A NICHOLL HERE, A NICHOLL THERE ADDS UP

Bosnia and Herzegovina, the latest EU aspirant to apply for a debt rating, hopes to tap foreign capital markets next year.

Bosnia and Herzegovina, the latest EU aspirant to apply for a debt rating, hopes to tap foreign capital markets next year.

Bosnia may conjure images of Europe’s worst postwar conflict, but Peter Nicholl, the New Zealander and former World Bank executive director who runs its central bank, insists that the country has made dramatic progress. Pegging the konvertible marka to the euro has helped slash inflation to less than 1 percent.
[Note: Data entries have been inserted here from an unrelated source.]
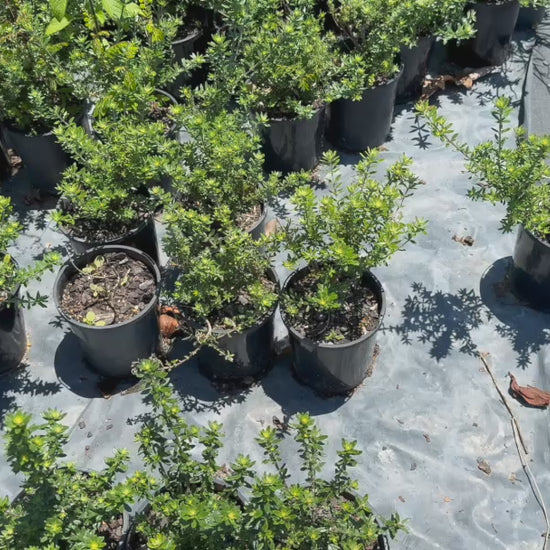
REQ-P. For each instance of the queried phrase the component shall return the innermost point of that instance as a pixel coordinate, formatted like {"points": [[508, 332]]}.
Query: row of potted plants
{"points": [[184, 499]]}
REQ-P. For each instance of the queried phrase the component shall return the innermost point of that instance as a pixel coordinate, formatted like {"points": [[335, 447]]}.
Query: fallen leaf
{"points": [[531, 395], [168, 325]]}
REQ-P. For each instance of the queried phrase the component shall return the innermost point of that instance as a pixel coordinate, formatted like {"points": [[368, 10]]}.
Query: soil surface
{"points": [[247, 220], [115, 292], [357, 316]]}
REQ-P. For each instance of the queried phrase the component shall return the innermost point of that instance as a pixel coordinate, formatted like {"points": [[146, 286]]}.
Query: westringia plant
{"points": [[59, 507], [510, 169], [223, 163], [346, 233], [221, 276], [195, 511], [11, 275], [106, 191]]}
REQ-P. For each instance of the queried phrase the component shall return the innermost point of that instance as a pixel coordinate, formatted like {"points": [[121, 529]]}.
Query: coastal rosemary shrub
{"points": [[253, 507], [107, 191], [510, 169], [59, 507], [11, 275]]}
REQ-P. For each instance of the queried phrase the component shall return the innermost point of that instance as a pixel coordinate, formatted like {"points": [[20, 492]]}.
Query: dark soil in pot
{"points": [[358, 125], [291, 145], [531, 272], [252, 348], [495, 23], [333, 353], [108, 296], [415, 66], [13, 338], [42, 155], [530, 18]]}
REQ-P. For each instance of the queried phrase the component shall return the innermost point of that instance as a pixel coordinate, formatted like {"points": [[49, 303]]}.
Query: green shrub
{"points": [[511, 169]]}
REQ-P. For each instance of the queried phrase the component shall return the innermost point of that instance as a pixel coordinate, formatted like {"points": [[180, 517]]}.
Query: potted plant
{"points": [[517, 178], [494, 25], [226, 291], [60, 506], [279, 68], [106, 193], [334, 306], [248, 509], [109, 295], [366, 76], [13, 338], [35, 89], [224, 175]]}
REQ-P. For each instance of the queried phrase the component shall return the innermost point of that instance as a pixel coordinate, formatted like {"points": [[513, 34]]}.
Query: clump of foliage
{"points": [[59, 507], [106, 191], [344, 234], [275, 60], [223, 162], [221, 274], [11, 275], [510, 169], [193, 509]]}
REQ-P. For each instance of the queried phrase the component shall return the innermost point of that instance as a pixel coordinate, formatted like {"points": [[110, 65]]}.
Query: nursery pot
{"points": [[143, 237], [494, 26], [332, 369], [415, 65], [252, 350], [13, 338], [531, 273], [529, 17], [42, 155], [111, 350], [358, 125], [294, 144]]}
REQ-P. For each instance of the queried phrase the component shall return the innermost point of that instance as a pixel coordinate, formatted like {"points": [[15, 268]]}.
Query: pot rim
{"points": [[378, 286], [96, 251]]}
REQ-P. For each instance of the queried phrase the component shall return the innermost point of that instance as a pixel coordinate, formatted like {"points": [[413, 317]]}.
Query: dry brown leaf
{"points": [[168, 325], [531, 395]]}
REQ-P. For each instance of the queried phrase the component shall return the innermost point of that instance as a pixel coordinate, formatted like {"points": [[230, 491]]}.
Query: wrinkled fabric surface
{"points": [[427, 419]]}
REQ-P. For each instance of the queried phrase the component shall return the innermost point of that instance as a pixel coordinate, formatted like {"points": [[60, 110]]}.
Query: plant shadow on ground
{"points": [[441, 319], [20, 382], [528, 330], [73, 372]]}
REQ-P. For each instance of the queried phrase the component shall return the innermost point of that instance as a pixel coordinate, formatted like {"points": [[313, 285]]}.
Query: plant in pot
{"points": [[366, 76], [246, 509], [60, 506], [224, 175], [517, 177], [35, 89], [422, 23], [109, 295], [334, 306], [225, 290], [280, 70], [494, 25], [13, 338], [109, 193]]}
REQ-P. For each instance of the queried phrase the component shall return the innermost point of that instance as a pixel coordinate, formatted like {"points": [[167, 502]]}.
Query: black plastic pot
{"points": [[111, 350], [13, 338], [332, 369], [358, 125], [42, 155], [494, 26], [529, 18], [252, 350], [531, 273], [415, 66], [291, 145], [143, 237]]}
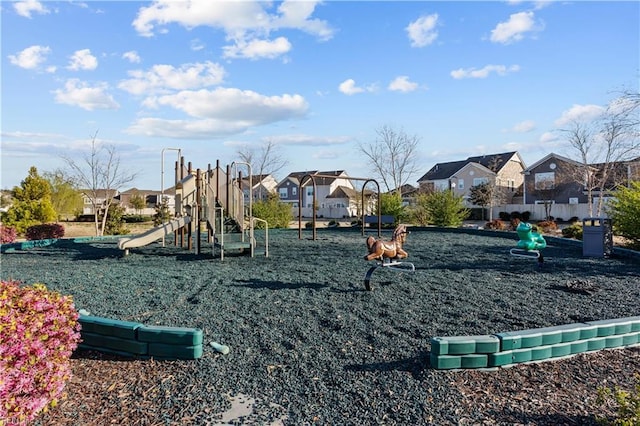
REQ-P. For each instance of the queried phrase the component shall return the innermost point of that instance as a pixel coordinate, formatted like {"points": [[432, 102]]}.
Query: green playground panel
{"points": [[170, 335], [115, 343], [108, 327], [167, 351]]}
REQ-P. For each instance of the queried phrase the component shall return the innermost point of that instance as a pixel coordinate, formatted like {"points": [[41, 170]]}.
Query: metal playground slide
{"points": [[153, 234]]}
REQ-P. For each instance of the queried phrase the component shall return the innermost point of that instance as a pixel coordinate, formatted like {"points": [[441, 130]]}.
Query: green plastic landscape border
{"points": [[27, 245], [534, 345], [133, 339]]}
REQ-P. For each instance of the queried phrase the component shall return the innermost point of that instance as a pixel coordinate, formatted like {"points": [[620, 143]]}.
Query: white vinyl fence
{"points": [[558, 211]]}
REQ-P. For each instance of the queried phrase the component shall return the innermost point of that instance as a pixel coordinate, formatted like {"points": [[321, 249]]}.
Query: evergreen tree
{"points": [[446, 209], [31, 203], [624, 211]]}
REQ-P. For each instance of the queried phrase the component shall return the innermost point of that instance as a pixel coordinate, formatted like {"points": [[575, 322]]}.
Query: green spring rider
{"points": [[530, 243]]}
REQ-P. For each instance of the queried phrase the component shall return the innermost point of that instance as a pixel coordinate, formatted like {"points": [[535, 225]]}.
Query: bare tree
{"points": [[99, 175], [392, 156], [265, 159], [605, 144], [580, 136]]}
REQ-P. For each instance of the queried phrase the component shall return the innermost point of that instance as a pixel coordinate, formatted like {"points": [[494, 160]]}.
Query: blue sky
{"points": [[314, 78]]}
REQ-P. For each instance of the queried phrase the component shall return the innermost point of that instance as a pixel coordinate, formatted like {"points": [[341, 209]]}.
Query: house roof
{"points": [[350, 193], [494, 162], [547, 158]]}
The government has negotiated an IMF credit and struck free-trade agreements with several neighbors. Confidence -- and deposits -- are returning to banks.

“In Bosnia’s case, we start from a negative point of view,” says Nicholl, who recently visited London with Treasury Minister Anto Domazet to begin the ratings process. “We’ve got to overcome that. We have to go out and sell the story that exists.”

Bosnia needs private funds if it’s to make the transition to a peaceful, market-based economy. The country relies now on foreign aid and remittances from émigrés to finance most of its $1.1 billion current-account deficit. But the economy is more robust than official figures suggest: Bosnians sent Dm4.3 billion ($2 billion) to Germany to trade for newly minted euros in late 2001 and early 2002. That works out to Dm1,000 per citizen -- roughly the equivalent of Bosnia’s per capita GDP.

Where did all that cash come from? “The gray economy is quite significant,” understates Nicholl.